Pois bem. Os Deputados não atuarão como juízes nas eleições indiretas do novo Governador, e sim como agentes políticos que são, aliás, na típica função para a qual foram eleitos pelo voto popular, bem como na análise de projetos de leis e orçamento.
Ora, bem ou mal, não cabendo a este magistrado emitir juízo de valor, foram os Deputados que o povo soberanamente escolheu para desempenhar a função Político-Legislativa e, como tal, têm a função de eleger o novo Governador por meio de eleições indiretas. O povo delegou a eles a função de eleger, de acordo com as convicções políticas de cada membro do Poder Legislativo, os projetos legislativos enviados à Câmara Legislativa, bem como na hipótese de vacância nos dois últimos anos da legislatura do cargo de Governador e Vice-Governador, a escolha indireta do novo Chefe do Executivo.
Nas eleições indiretas os Deputados não analisarão a conduta de quem quer que seja, como o era no processo de Impeachment. Isso porque não atuarão como juízes, mas sim nas atribuições políticas típicas, inerentes às suas condições de parlamentares.
Daí se conclui ser inviável, ao menos em um juízo preliminar, sumário, a pretensão de estender às Eleições Indiretas o impedimento de Deputados que, na ocasião da análise do processo de Impeachment do pretérito Governador, estavam atuando com função de verdadeiros juízes. Nas eleições atuarão investidos na função exclusivamente política, para o qual foram eleitos.
Em termos bem didáticos: os Deputados envolvidos com os fatos não poderiam atuar como juízes no Impeachment, pois tal condição requer isenção.
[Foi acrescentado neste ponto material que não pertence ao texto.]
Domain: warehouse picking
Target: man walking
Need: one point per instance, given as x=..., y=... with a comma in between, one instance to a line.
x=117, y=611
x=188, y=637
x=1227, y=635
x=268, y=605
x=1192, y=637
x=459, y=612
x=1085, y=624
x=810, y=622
Já para a eleição do novo Governador, aqueles Deputados não estão investidos na função de juízes, mas sim de agentes políticos, e como tal, sujeitos aos influxos ideológicos e políticos, dos quais é ínsita a inexistência de isenção e de imparcialidade, pois sujeitos às vicissitudes político-ideológicas.
Consigno que o mencionado processo de Impeachment já foi arquivado pela Câmara Legislativa, como decorrência da cassação do então Governador Arruda pelo TER-DF, como é público e notório.
Como restou frisado à exaustão na Ação Civil Pública, o naquela oportunidade o afastamento foi pontual, apenas atingindo as deliberações sobre o processo de Impeachment, e como tal, não atinge qualquer outro ato, inclusive e com mais razão, uma decisão eminentemente política, como demonstrado, a ser levada a efeito nas eleições indiretas para Governador do Distrito Federal.
Destarte, em juízo preliminar, não vejo qualquer nulidade no silêncio da Mesa Diretora quanto à proibição de candidatura e votação dos Deputados citados no Inquérito 650/STJ. Ora, os Deputados foram impedidos de atuarem como juiz da causa que pessoal e diretamente lhe interessava, mas não de atuarem como políticos em situações políticas, em matérias outras que não sejam tidos como juízes do Impeachment. Pelo contrário, impedir que os Deputados participem das eleições indiretas, que é um processo eminentemente político – e não judicante -, para o qual foram soberanamente eleitos pelo povo é que seria um ato ilegal, passível de nulidade.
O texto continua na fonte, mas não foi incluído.